Sebaik-baiknya harta adalah yang disumbangkan dan menjadi berkah bagi orang lain. Itu lah yang dilakukan seorang Sylvia Bloom, seorang sekretaris firma hukum asal Brooklyn, Amerika Serikat (AS).
Kisahnya membuat orang takjub, meskipun bukan orang kaya dan bercap miliuner, Sylvia Bloom telah menyumbangkan sebagian besar harta yang dimilikinya untuk beramal.
Kisah Bloom dimulai saat semua orang dibuat kaget dengan sebuah sumbangan yang masuk ke dalam lembaga amal Henry Street Settlement di AS medio 2016 lalu. Pasalnya, sumbangan sebesar US$ 6,24 juta atau setara dengan Rp 87,3 miliar menjadi sumbangan terbesar dalam 125 tahun terakhir.
Setelah ditelusuri uang sebanyak itu disumbangkan oleh Sylvia Bloom.
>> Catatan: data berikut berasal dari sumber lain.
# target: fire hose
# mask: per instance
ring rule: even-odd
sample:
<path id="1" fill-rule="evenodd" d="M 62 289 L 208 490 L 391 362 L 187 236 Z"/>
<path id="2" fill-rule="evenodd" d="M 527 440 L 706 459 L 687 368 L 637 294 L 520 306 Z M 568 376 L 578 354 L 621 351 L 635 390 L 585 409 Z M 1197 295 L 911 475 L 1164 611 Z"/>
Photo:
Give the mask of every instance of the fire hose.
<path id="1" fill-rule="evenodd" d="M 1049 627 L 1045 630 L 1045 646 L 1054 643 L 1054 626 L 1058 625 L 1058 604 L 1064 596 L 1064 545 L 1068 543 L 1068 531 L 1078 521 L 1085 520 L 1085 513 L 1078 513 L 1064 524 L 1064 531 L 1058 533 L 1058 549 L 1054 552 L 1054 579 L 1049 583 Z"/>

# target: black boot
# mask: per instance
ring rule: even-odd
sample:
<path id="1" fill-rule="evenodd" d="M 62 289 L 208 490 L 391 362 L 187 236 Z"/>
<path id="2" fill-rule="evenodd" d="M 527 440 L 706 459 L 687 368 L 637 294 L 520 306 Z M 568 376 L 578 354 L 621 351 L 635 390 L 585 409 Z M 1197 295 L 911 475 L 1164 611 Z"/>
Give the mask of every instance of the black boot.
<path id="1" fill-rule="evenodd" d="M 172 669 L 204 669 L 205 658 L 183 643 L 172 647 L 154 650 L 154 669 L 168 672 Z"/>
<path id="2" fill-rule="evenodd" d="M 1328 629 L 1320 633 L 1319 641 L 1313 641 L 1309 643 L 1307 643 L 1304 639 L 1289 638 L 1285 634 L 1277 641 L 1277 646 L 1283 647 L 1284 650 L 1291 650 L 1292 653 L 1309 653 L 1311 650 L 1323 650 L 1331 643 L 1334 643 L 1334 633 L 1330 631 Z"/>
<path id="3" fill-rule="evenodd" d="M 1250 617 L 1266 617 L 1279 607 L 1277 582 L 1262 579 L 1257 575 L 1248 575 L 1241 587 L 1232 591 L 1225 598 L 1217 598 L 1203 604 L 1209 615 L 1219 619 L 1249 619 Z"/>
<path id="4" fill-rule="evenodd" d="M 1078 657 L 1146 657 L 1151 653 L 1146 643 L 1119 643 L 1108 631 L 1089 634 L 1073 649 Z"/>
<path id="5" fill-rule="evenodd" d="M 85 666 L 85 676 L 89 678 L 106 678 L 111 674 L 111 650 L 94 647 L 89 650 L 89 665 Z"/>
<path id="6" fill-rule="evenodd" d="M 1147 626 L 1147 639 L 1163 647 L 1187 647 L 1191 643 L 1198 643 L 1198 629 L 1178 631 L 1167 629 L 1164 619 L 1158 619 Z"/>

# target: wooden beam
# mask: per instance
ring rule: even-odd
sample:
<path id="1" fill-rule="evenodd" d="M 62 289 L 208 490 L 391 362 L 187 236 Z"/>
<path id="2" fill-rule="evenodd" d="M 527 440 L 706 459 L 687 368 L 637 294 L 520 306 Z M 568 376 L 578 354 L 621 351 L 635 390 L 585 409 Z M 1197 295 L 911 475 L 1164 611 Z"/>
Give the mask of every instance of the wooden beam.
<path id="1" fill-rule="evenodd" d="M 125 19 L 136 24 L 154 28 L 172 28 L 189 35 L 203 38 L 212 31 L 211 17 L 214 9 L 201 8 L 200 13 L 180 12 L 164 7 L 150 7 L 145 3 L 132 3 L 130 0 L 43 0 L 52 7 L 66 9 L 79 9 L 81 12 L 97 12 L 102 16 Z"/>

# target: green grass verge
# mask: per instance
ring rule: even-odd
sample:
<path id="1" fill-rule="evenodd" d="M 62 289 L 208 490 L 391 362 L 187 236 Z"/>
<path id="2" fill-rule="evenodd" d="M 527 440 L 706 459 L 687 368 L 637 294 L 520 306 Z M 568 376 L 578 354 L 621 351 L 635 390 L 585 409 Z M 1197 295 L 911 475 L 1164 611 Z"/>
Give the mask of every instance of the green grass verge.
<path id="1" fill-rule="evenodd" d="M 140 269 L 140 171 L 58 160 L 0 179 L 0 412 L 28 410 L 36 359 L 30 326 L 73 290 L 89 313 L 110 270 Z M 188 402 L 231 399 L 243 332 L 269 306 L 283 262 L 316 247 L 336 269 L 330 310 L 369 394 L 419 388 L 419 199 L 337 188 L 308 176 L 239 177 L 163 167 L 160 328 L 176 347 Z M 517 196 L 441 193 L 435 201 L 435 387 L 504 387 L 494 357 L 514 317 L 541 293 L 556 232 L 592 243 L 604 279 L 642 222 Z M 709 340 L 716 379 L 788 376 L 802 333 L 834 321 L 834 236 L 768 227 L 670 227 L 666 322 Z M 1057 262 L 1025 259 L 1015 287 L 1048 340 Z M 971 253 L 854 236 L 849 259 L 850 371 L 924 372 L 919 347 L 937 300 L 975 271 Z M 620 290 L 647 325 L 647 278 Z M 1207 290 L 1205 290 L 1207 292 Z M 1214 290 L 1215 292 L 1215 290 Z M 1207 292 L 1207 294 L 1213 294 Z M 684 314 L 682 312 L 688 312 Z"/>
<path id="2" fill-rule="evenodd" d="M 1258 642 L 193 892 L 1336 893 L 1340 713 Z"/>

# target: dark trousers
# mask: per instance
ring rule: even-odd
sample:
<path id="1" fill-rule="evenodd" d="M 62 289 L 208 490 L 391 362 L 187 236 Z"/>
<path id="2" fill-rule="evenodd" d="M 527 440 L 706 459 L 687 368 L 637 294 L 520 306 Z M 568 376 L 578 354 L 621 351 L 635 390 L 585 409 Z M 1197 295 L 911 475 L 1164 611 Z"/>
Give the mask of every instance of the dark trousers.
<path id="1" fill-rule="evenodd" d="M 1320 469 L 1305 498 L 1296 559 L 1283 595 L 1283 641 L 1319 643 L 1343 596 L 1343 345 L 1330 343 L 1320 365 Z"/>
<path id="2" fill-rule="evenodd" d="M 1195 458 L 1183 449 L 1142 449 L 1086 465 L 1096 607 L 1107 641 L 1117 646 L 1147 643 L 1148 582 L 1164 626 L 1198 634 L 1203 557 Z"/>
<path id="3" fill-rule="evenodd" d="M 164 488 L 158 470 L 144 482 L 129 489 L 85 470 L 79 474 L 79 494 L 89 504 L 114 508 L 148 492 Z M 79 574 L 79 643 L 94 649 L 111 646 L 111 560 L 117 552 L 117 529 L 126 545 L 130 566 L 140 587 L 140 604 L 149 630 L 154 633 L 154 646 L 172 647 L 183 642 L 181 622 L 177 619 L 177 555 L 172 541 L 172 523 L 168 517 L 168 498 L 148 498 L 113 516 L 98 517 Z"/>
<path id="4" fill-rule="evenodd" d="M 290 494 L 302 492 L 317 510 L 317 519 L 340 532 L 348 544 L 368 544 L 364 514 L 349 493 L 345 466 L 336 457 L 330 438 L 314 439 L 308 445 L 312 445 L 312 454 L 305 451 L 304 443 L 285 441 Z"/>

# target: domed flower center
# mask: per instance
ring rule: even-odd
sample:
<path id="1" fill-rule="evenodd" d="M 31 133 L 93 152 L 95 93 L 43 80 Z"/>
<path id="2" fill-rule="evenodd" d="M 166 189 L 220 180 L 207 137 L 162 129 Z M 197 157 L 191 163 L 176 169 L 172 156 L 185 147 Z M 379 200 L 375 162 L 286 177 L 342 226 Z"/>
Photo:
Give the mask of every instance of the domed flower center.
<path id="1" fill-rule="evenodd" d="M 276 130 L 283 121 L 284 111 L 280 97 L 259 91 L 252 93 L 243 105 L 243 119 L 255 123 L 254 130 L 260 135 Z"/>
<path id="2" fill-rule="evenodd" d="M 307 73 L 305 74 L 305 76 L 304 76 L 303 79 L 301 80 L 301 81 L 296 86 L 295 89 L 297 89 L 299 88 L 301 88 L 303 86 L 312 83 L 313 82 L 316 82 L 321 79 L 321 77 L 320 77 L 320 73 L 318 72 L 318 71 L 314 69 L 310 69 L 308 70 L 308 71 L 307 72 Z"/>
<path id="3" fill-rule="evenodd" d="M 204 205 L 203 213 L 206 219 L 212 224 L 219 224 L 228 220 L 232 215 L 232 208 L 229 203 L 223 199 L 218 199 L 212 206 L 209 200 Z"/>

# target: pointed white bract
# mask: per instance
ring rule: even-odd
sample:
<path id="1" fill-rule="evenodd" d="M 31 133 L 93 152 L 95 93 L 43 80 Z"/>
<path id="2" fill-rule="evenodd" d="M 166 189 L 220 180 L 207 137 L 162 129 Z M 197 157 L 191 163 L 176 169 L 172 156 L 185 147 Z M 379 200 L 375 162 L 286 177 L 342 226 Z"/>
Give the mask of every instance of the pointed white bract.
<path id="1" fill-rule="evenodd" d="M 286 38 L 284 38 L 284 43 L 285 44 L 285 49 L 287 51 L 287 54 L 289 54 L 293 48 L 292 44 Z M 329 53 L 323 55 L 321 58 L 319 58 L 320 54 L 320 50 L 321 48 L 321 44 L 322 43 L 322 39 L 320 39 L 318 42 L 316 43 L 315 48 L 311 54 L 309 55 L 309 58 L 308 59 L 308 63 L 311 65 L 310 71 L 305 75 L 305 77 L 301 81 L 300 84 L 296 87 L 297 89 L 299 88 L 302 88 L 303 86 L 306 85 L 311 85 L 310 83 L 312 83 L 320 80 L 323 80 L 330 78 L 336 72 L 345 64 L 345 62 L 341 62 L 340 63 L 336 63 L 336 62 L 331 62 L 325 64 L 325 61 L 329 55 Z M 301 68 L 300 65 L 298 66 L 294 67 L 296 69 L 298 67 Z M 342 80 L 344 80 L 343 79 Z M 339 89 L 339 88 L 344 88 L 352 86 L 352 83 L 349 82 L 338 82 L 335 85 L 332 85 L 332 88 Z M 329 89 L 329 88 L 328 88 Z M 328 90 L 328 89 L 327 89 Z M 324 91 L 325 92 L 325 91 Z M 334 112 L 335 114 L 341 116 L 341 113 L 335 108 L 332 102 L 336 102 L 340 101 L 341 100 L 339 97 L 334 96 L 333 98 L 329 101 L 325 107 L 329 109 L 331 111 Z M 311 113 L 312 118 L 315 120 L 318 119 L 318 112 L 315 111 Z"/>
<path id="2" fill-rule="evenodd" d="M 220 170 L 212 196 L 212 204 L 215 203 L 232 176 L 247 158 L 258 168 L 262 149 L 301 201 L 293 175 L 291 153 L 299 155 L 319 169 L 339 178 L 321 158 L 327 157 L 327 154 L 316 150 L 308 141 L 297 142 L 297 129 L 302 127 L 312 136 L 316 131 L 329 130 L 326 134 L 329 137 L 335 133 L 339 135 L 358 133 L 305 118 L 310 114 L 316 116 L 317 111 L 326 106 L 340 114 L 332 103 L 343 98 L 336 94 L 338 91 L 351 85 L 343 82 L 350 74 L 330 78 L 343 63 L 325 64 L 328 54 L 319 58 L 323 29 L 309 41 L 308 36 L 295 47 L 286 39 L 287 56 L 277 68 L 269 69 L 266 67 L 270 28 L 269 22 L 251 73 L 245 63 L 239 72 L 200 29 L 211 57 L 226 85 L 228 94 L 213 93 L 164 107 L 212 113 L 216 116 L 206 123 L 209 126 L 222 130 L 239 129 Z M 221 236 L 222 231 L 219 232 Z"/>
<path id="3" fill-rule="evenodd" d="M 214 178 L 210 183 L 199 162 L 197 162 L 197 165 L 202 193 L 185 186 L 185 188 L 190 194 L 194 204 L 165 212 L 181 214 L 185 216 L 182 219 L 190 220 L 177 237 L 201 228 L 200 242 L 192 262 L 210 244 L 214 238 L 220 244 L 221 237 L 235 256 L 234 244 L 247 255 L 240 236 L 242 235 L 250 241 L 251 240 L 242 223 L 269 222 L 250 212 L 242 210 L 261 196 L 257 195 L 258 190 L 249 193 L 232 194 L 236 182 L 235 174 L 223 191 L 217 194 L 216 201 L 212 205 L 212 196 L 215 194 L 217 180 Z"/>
Sumbangan itu merupakan harta yang dikumpulkan Sylvia selama 67 tahun bekerja sebagai sekretaris firma hukum.
Menariknya, meski bukan siapa-siapa Sylvia justru mampu mengumpulkan uang sebesar itu. Kok bisa? Jelas bisa, Sylvia memiliki cara unik untuk mengumpulkan uangnya, yaitu dengan mengamati investasi yang dilakukan oleh pengacara yang dia layani dan ikut melakukan investasi di sana.
Jadi apabila bosnya membeli saham, dia pun akan membelinya juga meskipun jumlahnya kecil. Hingga akhir hidupnya, baru terungkap Sylvia telah mengolah aset lebih dari US$ 9 juta atau sekitar Rp 126 miliar.
Sylvia juga tidak pernah sekalipun bercerita tentang hartanya kepada siapapun. Menurut Jane Lockshin, keponakannya yang mengelola dana amal tersebut, semua orang tidak ada yang menyangka bahwa Sylvia bisa memiliki harta sebesar itu.
"Saya menyadari dia memiliki jutaan dan dia tidak pernah menyebutkan sepatah kata pun. Ku rasa dia tidak berpikir itu urusan siapa pun selain miliknya sendiri," ungkap Jane.
Jane mengatakan Sylvia mengizinkan sejumlah uang untuk diserahkan kepada kerabat dan temannya. Tetapi sebagian besar kekayaannya akan diberikan untuk mendanai beasiswa bagi yang membutuhkan.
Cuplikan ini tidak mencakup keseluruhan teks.